V ((n_atoms, 3) ndarray of floats.) – Array with atomic velocities in au.
t (float, optional) – Current propagation time in au, by default 0.0
- Returns:
Matrix with kinetic couplings in au.
- Return type:
_type_
- getPartialCharges(chargetype='mulliken', state=0)[source]
returns partial charges of all atoms
- Parameters:
chargetype (str, optional) – Type. Defaults to ‘mulliken’.
state (int, optional) – state index. Defaults to 0.
- getW(X, V=None, t=0.0, **opts)[source]
Diagonal matrix with all adiabatic energies.
- Parameters:
X ((n_atoms, 3) ndarray of floats.) – Atomic positions, in Bohr (au).
V ((n_atoms, 3) ndarray of floats., optional) – Atomic velocities in au, by default None
t (float, optional) – Current propagation time in au, by default 0.0
- Returns:
e – Diagonal matrix with adiabatic energies in atomic units.
- Return type:
__type__
- hasConstraints()[source]
Checks wether there are constraints in the parts of the geometry modelled by forcefields.
- nac(X, SI, SJ, V, t=0.0, **opts)[source]

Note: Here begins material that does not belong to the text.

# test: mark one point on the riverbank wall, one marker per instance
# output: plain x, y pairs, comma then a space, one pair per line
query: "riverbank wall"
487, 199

Nonadiabatic coupling vector between states SI and SJ.
- Parameters:
X ((n_atoms, 3) ndarray of floats.) – Atomic positions, in Bohr (au).
SI (int) – Current electronic state index.
SJ (int) – Index of state to which the coupling is calculated.
V ((n_atoms, 3) ndarray of floats.) – Atomic velocities in au.
t (float, optional) – Current propagation time in au, by default 0.0
- Returns:
coupling – Nonadiabatic coupling vector.
- Return type:
(n_atoms) ndarray of complex.